Unable to halt the consignment, Elite ended up sitting on 20 months of stock, instead of the normal month or two, hitting the company’s cash flow just as the financial crisis was at its worst.

Elite, whose customers include Caterpillar, Chubb and Tyco, also says the sheer physical distance of having production on the other side of the world causes difficulties. “We seemed to have to go out there every time there was a problem, if we wanted to make a change or prototype,” Mr Balfour said, adding that travel costs soon racked up.

“Also, it’s very difficult to figure out what a customer wants in 20 weeks’ time [the normal delivery period] and a product arriving a week or two late could leave us sitting on months of stock.”
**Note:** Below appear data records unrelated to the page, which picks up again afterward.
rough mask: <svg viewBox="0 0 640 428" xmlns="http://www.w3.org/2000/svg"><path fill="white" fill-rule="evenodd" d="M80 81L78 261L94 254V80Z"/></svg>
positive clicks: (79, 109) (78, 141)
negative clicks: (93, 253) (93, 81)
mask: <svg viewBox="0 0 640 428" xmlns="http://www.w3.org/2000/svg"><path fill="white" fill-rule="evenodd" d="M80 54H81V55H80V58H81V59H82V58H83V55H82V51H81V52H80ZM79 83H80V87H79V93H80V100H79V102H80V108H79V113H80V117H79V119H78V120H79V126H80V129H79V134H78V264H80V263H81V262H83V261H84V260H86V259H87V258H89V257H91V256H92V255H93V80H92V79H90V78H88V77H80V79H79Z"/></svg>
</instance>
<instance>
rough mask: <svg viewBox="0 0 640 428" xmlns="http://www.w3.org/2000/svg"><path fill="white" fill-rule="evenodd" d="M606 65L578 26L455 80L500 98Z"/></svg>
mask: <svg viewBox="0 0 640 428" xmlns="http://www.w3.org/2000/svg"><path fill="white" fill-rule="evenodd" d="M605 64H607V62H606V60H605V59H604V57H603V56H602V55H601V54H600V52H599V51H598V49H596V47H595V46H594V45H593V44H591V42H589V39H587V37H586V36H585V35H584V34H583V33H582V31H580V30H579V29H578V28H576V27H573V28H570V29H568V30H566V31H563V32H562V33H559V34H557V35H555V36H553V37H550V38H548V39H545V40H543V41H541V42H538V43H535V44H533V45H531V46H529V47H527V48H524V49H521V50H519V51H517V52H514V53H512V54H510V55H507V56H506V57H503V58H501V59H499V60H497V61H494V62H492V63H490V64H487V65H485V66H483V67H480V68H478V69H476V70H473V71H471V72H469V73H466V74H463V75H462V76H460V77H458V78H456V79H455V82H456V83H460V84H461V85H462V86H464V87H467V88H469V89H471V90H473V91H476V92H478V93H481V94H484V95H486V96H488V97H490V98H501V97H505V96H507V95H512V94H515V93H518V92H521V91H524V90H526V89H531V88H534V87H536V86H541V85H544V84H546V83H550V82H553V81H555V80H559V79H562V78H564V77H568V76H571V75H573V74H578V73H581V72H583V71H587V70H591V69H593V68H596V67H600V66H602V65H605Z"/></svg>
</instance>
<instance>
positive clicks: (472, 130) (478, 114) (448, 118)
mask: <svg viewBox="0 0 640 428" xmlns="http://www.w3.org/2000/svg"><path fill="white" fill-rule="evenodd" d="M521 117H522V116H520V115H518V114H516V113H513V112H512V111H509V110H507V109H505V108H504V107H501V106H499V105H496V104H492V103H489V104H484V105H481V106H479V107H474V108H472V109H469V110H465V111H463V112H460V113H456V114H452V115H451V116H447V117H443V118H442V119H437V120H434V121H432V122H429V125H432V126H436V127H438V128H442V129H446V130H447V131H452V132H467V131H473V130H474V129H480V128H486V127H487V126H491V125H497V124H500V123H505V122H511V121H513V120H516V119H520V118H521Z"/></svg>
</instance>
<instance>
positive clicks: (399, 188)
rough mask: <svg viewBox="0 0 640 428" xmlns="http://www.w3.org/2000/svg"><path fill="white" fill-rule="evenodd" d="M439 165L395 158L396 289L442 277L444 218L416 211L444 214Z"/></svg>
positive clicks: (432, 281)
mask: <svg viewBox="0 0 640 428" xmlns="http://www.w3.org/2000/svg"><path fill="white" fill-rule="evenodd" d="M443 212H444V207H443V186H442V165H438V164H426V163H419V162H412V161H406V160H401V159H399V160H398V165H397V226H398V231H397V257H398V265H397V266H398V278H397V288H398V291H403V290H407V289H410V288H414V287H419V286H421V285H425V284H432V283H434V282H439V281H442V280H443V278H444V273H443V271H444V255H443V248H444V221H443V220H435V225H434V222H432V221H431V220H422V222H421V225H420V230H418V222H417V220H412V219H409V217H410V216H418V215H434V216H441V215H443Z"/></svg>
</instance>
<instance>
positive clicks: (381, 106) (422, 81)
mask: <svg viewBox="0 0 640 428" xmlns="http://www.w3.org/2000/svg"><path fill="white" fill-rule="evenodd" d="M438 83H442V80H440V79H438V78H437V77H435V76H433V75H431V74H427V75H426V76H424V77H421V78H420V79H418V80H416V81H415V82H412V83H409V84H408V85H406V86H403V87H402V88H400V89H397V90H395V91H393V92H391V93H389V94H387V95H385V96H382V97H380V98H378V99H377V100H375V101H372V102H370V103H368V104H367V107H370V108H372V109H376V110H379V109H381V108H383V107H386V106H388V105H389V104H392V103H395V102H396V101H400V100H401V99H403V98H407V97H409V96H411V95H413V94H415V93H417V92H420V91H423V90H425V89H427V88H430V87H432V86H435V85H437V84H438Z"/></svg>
Logistics simply exacerbated Elite’s troubles, he added. “You’ve got to find a ship, get the product on to it, get it through customs – we could have consignments sitting in a port for weeks… It was tiring.”

Having invested in more efficient equipment at its Enniskillen base, the decision was made to reshore and the company now employs 185 staff in Northern Ireland.

Elite found itself swept along with the widespread desire to cut costs, no matter what, before the financial crisis hit, according to Mr Balfour.

“Low cost was the big phrase of the time,” he said. “All our customers were saying ‘China, China, China, we’ve got to get into China’. We were riding the wave and a few years later we found out the real cost the hard way.”

He advises any company considering moving manufacturing or extending its supply chain abroad to take a “long, hard look “at the costs and benefits. “We did a fairly rudimentary analysis,” Mr Balfour said. “And two to three years later we found out the true cost the hard way.”